Calvin Spealman wrote:
A "sane stack trace" only makes sense if we assume that tasks "call" each other in the same kind of call tree that synchronous code flows in, and I don't think that is necessarily the case.
No, but often it *is* the case, and in those cases we would like to get a traceback that correctly reflects the chain of calls.
There are cases when one task might want to end before tasks it as "called" are complete, and if we use yield-from this is *impossible* but it is very useful.
That depends on what you mean by "use yield-from". It's true that yield-from *on its own* can't achieve the effect of spawning concurrent subtasks; other mechanisms will need to be brought to bear at some point.
But there's no reason a solution involving those other mechanisms can't be encapsulated in a library function that you invoke using yield-from.
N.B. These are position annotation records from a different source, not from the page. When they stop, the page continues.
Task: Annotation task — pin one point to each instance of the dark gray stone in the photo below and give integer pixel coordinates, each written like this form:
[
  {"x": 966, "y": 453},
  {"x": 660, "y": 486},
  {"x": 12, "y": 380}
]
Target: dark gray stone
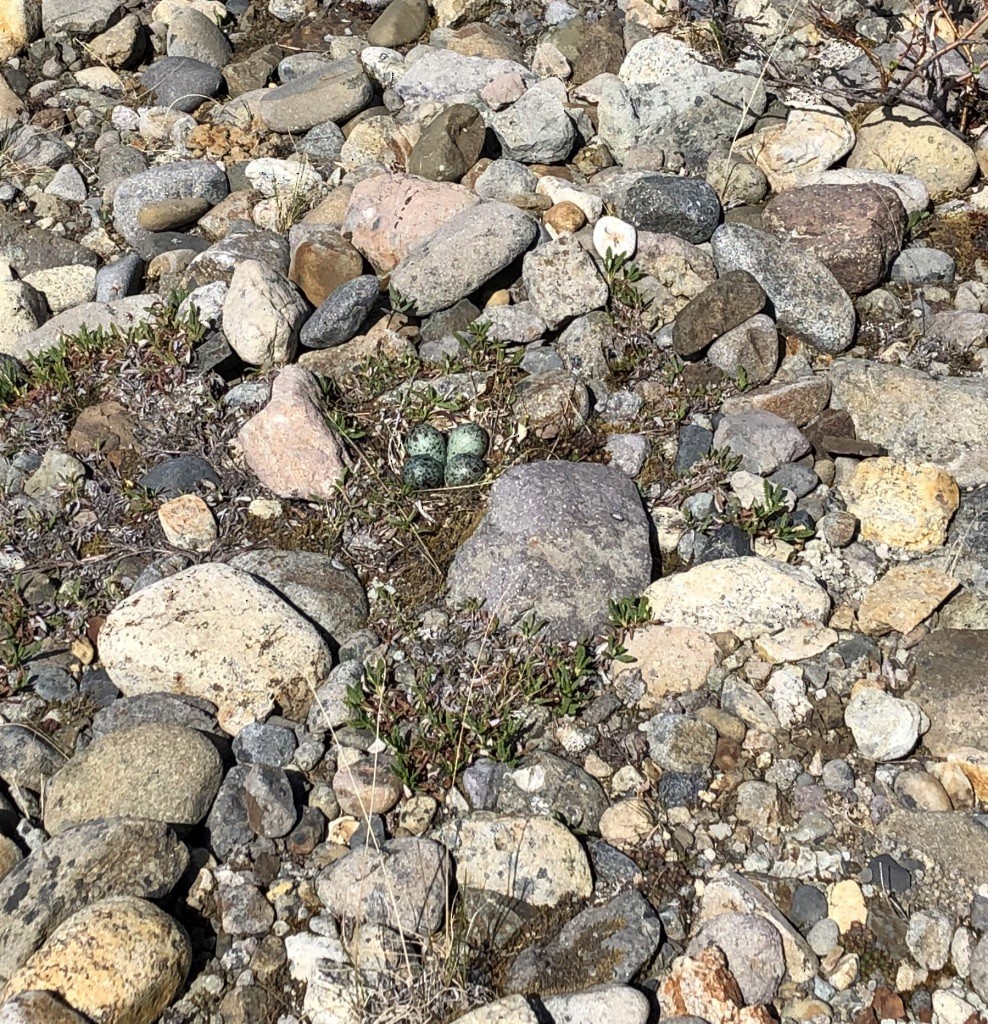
[
  {"x": 341, "y": 314},
  {"x": 559, "y": 541},
  {"x": 668, "y": 204},
  {"x": 181, "y": 83}
]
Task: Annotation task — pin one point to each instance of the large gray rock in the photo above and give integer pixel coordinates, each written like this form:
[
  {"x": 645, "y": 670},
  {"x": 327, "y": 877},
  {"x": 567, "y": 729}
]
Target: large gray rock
[
  {"x": 808, "y": 300},
  {"x": 559, "y": 541},
  {"x": 318, "y": 586},
  {"x": 92, "y": 861},
  {"x": 915, "y": 417},
  {"x": 175, "y": 180},
  {"x": 467, "y": 251},
  {"x": 335, "y": 93}
]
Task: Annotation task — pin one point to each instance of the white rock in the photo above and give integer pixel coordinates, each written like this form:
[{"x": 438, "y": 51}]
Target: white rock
[{"x": 884, "y": 727}]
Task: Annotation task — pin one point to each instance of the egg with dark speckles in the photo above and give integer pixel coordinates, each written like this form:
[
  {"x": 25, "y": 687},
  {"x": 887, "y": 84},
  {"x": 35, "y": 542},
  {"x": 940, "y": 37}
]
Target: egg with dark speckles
[
  {"x": 426, "y": 440},
  {"x": 464, "y": 469},
  {"x": 422, "y": 473},
  {"x": 469, "y": 438}
]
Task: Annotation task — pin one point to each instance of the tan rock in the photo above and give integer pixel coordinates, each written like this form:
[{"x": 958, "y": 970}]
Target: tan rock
[
  {"x": 389, "y": 215},
  {"x": 904, "y": 140},
  {"x": 903, "y": 598},
  {"x": 810, "y": 141},
  {"x": 119, "y": 962},
  {"x": 903, "y": 504},
  {"x": 671, "y": 658},
  {"x": 702, "y": 986},
  {"x": 188, "y": 523},
  {"x": 219, "y": 634},
  {"x": 846, "y": 904},
  {"x": 289, "y": 444}
]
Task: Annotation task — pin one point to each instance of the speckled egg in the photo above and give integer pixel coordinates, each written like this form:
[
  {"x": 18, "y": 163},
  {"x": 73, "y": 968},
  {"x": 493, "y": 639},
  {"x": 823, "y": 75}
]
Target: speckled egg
[
  {"x": 464, "y": 469},
  {"x": 422, "y": 473},
  {"x": 468, "y": 439},
  {"x": 424, "y": 439}
]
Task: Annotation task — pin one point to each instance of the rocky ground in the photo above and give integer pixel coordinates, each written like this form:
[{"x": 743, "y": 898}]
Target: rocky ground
[{"x": 492, "y": 512}]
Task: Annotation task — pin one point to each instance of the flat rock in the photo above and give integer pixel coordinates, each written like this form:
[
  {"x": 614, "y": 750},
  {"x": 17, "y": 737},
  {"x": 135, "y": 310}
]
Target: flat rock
[
  {"x": 389, "y": 215},
  {"x": 943, "y": 421},
  {"x": 466, "y": 252},
  {"x": 81, "y": 865},
  {"x": 289, "y": 445},
  {"x": 559, "y": 541},
  {"x": 903, "y": 504},
  {"x": 219, "y": 634},
  {"x": 601, "y": 945},
  {"x": 162, "y": 772},
  {"x": 121, "y": 960},
  {"x": 808, "y": 299},
  {"x": 747, "y": 596},
  {"x": 533, "y": 859}
]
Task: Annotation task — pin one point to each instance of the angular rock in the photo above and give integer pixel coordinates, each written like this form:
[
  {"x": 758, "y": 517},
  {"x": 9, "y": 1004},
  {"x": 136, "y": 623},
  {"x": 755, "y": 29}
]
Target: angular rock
[
  {"x": 809, "y": 302},
  {"x": 81, "y": 865},
  {"x": 289, "y": 444},
  {"x": 467, "y": 251},
  {"x": 263, "y": 652},
  {"x": 155, "y": 771},
  {"x": 746, "y": 596},
  {"x": 559, "y": 541},
  {"x": 121, "y": 960}
]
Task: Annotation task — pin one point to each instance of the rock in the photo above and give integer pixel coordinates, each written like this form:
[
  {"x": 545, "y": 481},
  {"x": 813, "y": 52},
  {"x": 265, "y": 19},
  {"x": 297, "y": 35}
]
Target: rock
[
  {"x": 747, "y": 596},
  {"x": 318, "y": 586},
  {"x": 916, "y": 418},
  {"x": 885, "y": 728},
  {"x": 389, "y": 215},
  {"x": 809, "y": 302},
  {"x": 720, "y": 308},
  {"x": 81, "y": 865},
  {"x": 753, "y": 347},
  {"x": 167, "y": 181},
  {"x": 162, "y": 772},
  {"x": 469, "y": 249},
  {"x": 117, "y": 960},
  {"x": 559, "y": 541},
  {"x": 272, "y": 654},
  {"x": 340, "y": 316},
  {"x": 400, "y": 23},
  {"x": 753, "y": 948},
  {"x": 905, "y": 505},
  {"x": 810, "y": 141},
  {"x": 191, "y": 34},
  {"x": 668, "y": 204},
  {"x": 449, "y": 144},
  {"x": 917, "y": 145},
  {"x": 19, "y": 25},
  {"x": 855, "y": 231},
  {"x": 903, "y": 598},
  {"x": 601, "y": 945},
  {"x": 672, "y": 659},
  {"x": 562, "y": 282},
  {"x": 537, "y": 128},
  {"x": 949, "y": 685},
  {"x": 333, "y": 93},
  {"x": 404, "y": 885},
  {"x": 181, "y": 83},
  {"x": 289, "y": 444},
  {"x": 546, "y": 784},
  {"x": 533, "y": 859},
  {"x": 763, "y": 440}
]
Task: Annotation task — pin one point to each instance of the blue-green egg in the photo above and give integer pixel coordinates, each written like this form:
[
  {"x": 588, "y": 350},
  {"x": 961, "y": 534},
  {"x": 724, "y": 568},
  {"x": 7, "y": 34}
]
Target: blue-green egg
[
  {"x": 422, "y": 473},
  {"x": 464, "y": 469},
  {"x": 468, "y": 439},
  {"x": 424, "y": 439}
]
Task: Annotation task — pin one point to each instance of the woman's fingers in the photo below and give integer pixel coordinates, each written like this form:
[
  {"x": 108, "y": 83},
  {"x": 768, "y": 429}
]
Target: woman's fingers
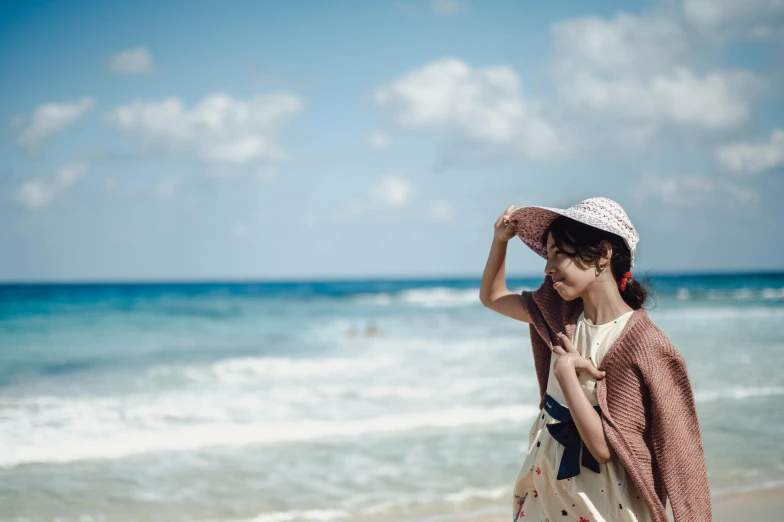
[{"x": 568, "y": 346}]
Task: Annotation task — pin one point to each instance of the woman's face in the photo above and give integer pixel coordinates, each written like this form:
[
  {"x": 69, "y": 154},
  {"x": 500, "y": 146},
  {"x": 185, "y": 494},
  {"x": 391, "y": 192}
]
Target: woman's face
[{"x": 570, "y": 276}]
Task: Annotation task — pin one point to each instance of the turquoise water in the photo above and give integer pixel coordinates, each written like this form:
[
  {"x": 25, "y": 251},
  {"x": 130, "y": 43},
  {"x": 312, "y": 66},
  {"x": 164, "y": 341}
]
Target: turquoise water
[{"x": 252, "y": 402}]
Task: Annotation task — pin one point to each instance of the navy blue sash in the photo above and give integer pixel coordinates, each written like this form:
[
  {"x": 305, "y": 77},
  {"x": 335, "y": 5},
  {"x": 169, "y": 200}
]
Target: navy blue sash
[{"x": 566, "y": 433}]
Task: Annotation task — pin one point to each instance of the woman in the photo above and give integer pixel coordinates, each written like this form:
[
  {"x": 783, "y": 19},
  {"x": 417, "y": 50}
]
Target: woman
[{"x": 617, "y": 434}]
I've posted a couple of examples of how a par() function which does that might be written.
yield-from semantics won't allow a called task to continue, if needed, after the calling task itself has completed.
You seem to be imagining that more is being claimed about the abilities of yield-from than is actually being claimed. Yield-from is just a procedure call; the important thing is what the called procedure does.
One of the things it can do is invoke a scheduler primitive that spawns an independent task. In my example scheduler, this is spelled scheduler.schedule(task). This is not a yield-from call, it's just an ordinary call. It adds the given generator to the list of ready tasks, so that it will get run when its chance comes around. Meanwhile, the calling task carries on.